At the other extreme are the high-end retail brands such as Louis Vuitton, Mercedes and Jimmy Choo that are prospering due to the quality of their products, their uniqueness and the services they provide.

For real estate, this translates into being a highly niched expert in your marketplace, having a UVP that has at least two or three unique services your competitors do not provide, plus stellar online customer reviews. You must also be able to show the sellers how they will net more by using your services (even though they may pay more in commissions) as compared to using your competitors.

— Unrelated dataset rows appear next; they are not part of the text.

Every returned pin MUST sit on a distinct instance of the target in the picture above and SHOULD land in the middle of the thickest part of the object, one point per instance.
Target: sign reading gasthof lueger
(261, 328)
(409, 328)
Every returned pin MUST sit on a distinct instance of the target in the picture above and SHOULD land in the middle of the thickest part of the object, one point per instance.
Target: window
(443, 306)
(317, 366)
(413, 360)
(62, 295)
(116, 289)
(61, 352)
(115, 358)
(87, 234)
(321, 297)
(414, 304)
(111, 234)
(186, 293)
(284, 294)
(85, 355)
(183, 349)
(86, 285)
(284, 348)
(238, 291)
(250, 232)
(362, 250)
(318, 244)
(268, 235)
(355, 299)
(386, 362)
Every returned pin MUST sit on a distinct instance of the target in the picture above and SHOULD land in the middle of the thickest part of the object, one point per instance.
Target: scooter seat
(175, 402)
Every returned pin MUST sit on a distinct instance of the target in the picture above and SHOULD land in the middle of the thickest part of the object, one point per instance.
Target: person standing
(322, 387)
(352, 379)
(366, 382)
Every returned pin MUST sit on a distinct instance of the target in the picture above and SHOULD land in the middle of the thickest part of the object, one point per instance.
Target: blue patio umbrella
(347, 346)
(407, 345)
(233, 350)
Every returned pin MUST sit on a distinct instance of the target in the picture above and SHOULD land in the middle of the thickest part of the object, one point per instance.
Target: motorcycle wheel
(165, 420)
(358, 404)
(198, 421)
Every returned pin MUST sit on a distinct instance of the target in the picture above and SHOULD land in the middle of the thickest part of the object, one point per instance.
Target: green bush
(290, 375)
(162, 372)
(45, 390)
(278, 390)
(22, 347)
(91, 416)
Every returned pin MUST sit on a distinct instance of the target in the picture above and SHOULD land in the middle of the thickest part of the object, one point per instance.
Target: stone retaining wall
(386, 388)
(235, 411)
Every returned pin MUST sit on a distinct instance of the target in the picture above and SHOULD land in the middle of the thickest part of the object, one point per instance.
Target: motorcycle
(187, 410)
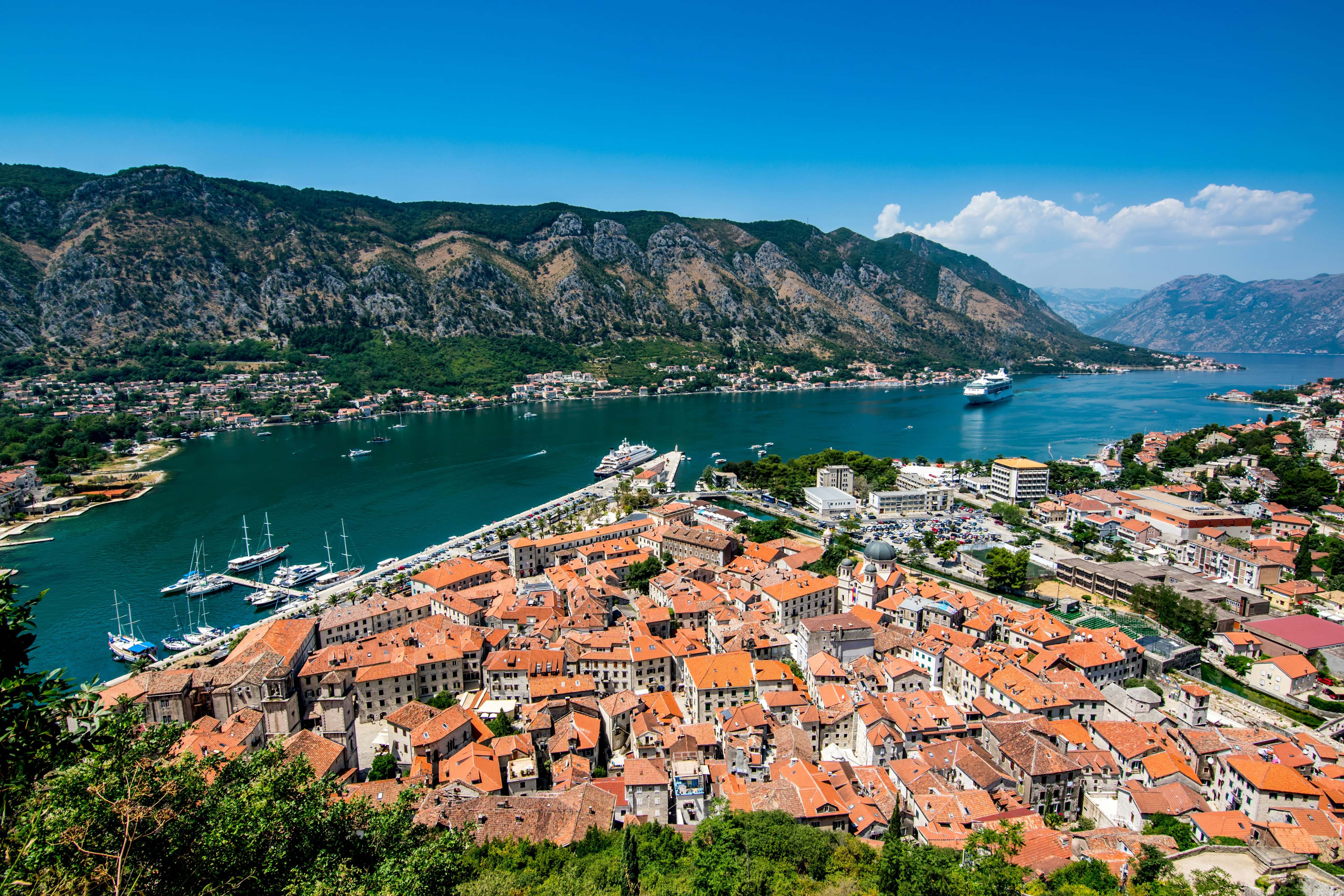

Unfortunately, most agents fall into a third camp that can best be described as “Sears.” This middle tier is rapidly disappearing not only in retail, but in real estate as well.

Sellers are willing to pay a full commission, provided that you can show the unique value you bring to the transaction. This means that you must be able to specifically delineate how your full-service, premium value proposition nets the seller more money as compared to the services provided by less capable, “limited services” agents.

Begin with Your Website

Your website is the most obvious place to begin distinguishing yourself from competitors. Because websites today must be responsive – able to adjust in size to fit multiple devices – most agent websites look alike. Now compare those bland websites against the two sites below.

The Figueroa team won the 2017 Inman Innovator award for most innovative team. Instead of a pop up, flash or rolling photos at the top of the website, they have an aerial flyover of their market area. The site is simple, clear and totally focused on their web visitor with interesting and relevant content.

Team Diva Real Estate epitomizes a highly niched brand, serving the LBGT community within Coldwell Banker Bain Seattle. Team Diva sells diva dwellings to diva dwellers who reside in Divaland. They are unabashedly proud of who they are, dedicated to providing exceptional service to their clients and community, and their clients love them.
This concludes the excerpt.